|Name||Tablet: Sony Xperia Tablet S|
|At a glance:||1280 x 800 IPS screen is great indoors and copes with sunlight,Sony-customised apps overlay on Android Ice Cream Sandwich,Battery life is quite short for a tablet|
|Summary:||A well-performing tablet with a few hiccups, but no fatal flaws.|
Sony developed an iconic look with the original Tablet S, which PC World reviewed early this year. At IFA this year, it returned with a revised design which, on the surface at least, tackled all the aspects that we felt weren’t quite as awesome as they could have been.
The good looks of this 9.4-inch Android tablet have never been in doubt – with its unusual fold-over look top, and slimline styling, it’s definitely a head-turner. Also worth a double-take is the bright, 1280 x 800 IPS screen. The large bezel may be off-putting for some, but it’s no bigger than, say, that of the iPad, and here its black-on-black helps keep the focus on the screen.
The Tablet S is robust, with no flex or give, and few spots where crumbs, dirt and other gunk can get caught (though the recessed headphone jack is one of them).
The IPS screen is a vivid, colour accurate display, indoors at least. Outside it suffers from glare a little, though tilting the screen was enough to make it viewable no matter how bright things got.

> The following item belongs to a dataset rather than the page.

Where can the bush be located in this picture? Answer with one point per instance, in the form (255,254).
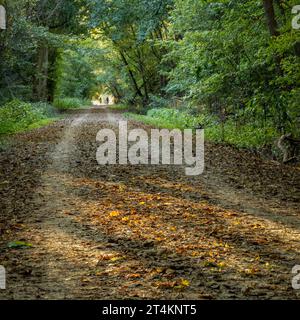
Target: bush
(70,103)
(251,136)
(17,115)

Sunlight-capable screens are tough to create, and Sony has made a decent stab at it.
Inside the Tablet S is an Nvidia Tegra 3 processor, which gave great results on the benchmarks we ran, and for the most part delivered snappy and responsive apps. Popular game Monsters Ate My Condo ran slickly and was ultra-responsive. Waking the tablet from sleep is slow, however, and it can sometimes be unclear whether you pressed an app firmly enough but it didn’t respond, or you didn’t press firmly enough.
There’s a full-sized SD card slot for storage on top of the 10GB in our review model, cunningly hidden in the foldover portion of the design. Our model had some 6GB of that 10GB already consumed, so we were glad it was possible to expand on that.
The rear camera is 8MP, and there’s a front facing camera, too, which was perfectly acceptable for Skype. The app for the 8MP camera isn’t as responsive as we’d have liked, but the photos are clear and crisp. Most people aren’t really going to shoot much video with a tablet, but for those enterprising videographers who want to do so, it’s not a bad option.
Sony offers many proprietary widgets and applications on the Tablet S.
There’s a remote control app, Walkman, Music Unlimited, Reader by Sony and more. There’s not a Sony skin, as such, but as with the Xperia phones, there are overlays that add customisation over and above Android 4.0 Ice Cream Sandwich. While they gave me a few moments of confusion, wondering exactly what I should press, most are fairly unobtrusive and useful. The quick access to settings was one I returned to again and again. I tested out the remote control app on my Sony TV and found it worked just fine.
Our model had a lot of preinstalled apps, though it’s not clear how many of these will be on the retail version.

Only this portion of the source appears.